AnoVox: A Benchmark for Multimodal Anomaly Detection in Autonomous Driving
This work addresses the need for better evaluation standards in autonomous driving anomaly detection, though it is incremental as it builds on existing benchmark efforts.
The authors tackled the problem of poorly designed benchmarks for anomaly detection in autonomous driving by proposing AnoVox, the largest multimodal benchmark to date, which includes large-scale sensor data and spatial voxel ground truth, enabling method comparison across sensors and covering both content and temporal anomalies.
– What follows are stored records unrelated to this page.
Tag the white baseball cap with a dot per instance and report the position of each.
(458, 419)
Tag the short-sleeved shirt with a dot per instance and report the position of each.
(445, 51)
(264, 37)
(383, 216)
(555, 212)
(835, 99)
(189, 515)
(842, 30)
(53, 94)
The scale-up of autonomous vehicles depends heavily on their ability to deal with anomalies, such as rare objects on the road. In order to handle such situations, it is necessary to detect anomalies in the first place. Anomaly detection for autonomous driving has made great progress in the past years but suffers from poorly designed benchmarks with a strong focus on camera data. In this work, we propose AnoVox, the largest benchmark for ANOmaly detection in autonomous driving to date. AnoVox incorporates large-scale multimodal sensor data and spatial VOXel ground truth, allowing for the comparison of methods independent of their used sensor. We propose a formal definition of normality and provide a compliant training dataset. AnoVox is the first benchmark to contain both content and temporal anomalies.